3V0361.01 Two words 01/18/79

TWO WORDS — Peggy has long joined /thaet/ with pointing to call another’s attention to some out-of-reach object. We usually interpret this to mean that she wants to either eat, touch, or mouth the object. Peggy likes to take things to herself — cookies or picture frames. The smaller ones we give her; she mouths them and turns them over for inspection. Yesterday, for the first time, she used in my hearing what I consider an intensive, the word /hae/, by which she appears to mean that she is not merely calling our attention to a target object but that she wants to take it to herself (and soon!).

The forms of her expression vary from strings of /thaet/’s to /hae/thaet/ (two sounds, equally stressed, both heavy; level intonation) to a more staccato form of /hae/thaet/ where the first sound has shorter duration and is unstressed.

The relative frequency of the 3 forms is about 3 to 1 for the first to second with the third being very rare.
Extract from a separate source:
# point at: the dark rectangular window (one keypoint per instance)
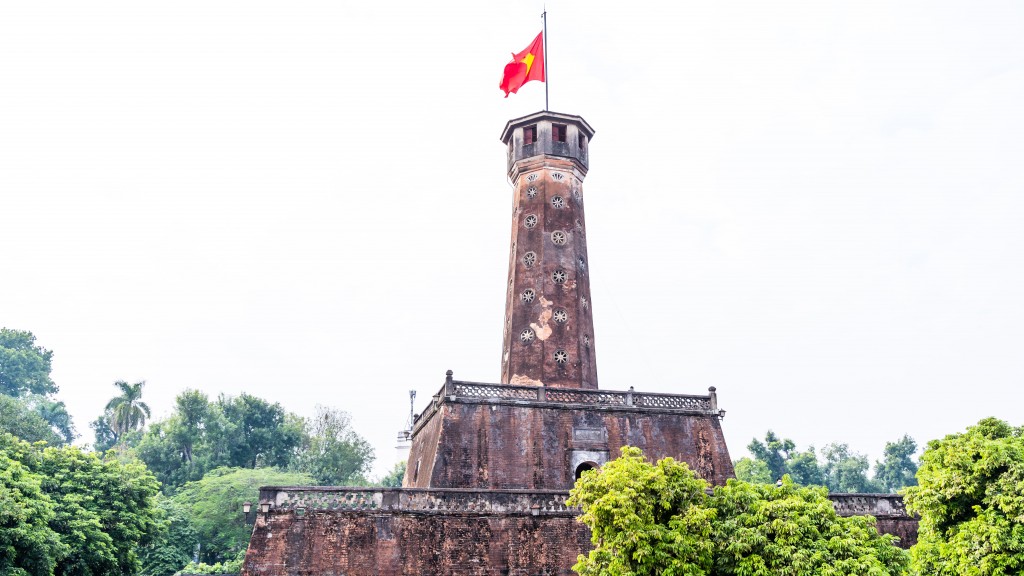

RELEVANCE — It appears that approaching one year Peggy is extending a proto-holophrastic into a two proto-word phrase. Why? Is putting one thing after another hard? Doesn’t she frequently hear in response to her ‘thating’ [?]

– do you want that?

– want to have that?

– you can’t have that!
Indeed she does. If stress and tone of the last two sounds are frequently heavy and common respectively.